Objectives: Absolute (DeltaD) and relative (DeltaD/D) arterial diameter distension, parameters related to the elasticity of the vessel, can be measured in superficial arteries using ultrasound-based vessel "wall tracking" techniques. Currently available systems (e.g. the Wall Track System; WTS) measure the displacement of the media-adventitia transition (outer wall). We hypothesize that, given volume incompressibility of the vessel wall, DeltaD and DeltaD/D measured at the outer wall, significantly underestimate vessel distension at the lumen-intima interface (inner wall).

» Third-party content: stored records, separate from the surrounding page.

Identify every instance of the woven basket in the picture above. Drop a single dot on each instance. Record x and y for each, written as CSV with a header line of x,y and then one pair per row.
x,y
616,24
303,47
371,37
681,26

Methods: We measured DeltaD and DeltaD/D at both the inner and outer wall of the common carotid artery in 39 subjects (aged 18-83 years) using a new prototype "wall tracking" system based on the Vivid-7 scanner (GE Vingmed Ultrasound, Horten, Norway). In addition, DeltaD and DeltaD/D were also measured using WTS.
Results: As anticipated, tracking the inner wall yielded lower diastolic diameters than when tracking the outer wall (Ddia = 5.70 +/- 0.80 and 6.91+/- 0.98 mm, respectively, P < 0.0001). DeltaD (0.54+/- 0.16 versus 0.49 +/- 0.16 mm; P < 0.0001) and DeltaD/D (0.096+/- 0.030 versus 0.071+/- 0.026, P < 0.0001) were indeed larger at the inner than at the outer wall. For WTS, Ddia, DeltaD and DeltaD/D were 7.04 +/- 1.02 mm, 0.45 +/- 0.14 mm and 0.066 +/- 0.022, respectively.
Conclusions: On average, DeltaD and DeltaD/D are 10 and 25% higher on the inner than on the outer wall, respectively. Follow-up studies in larger cohort trials are mandatory to assess whether tracking the inner wall yields arterial function parameters with a higher cardiovascular prognostic potential.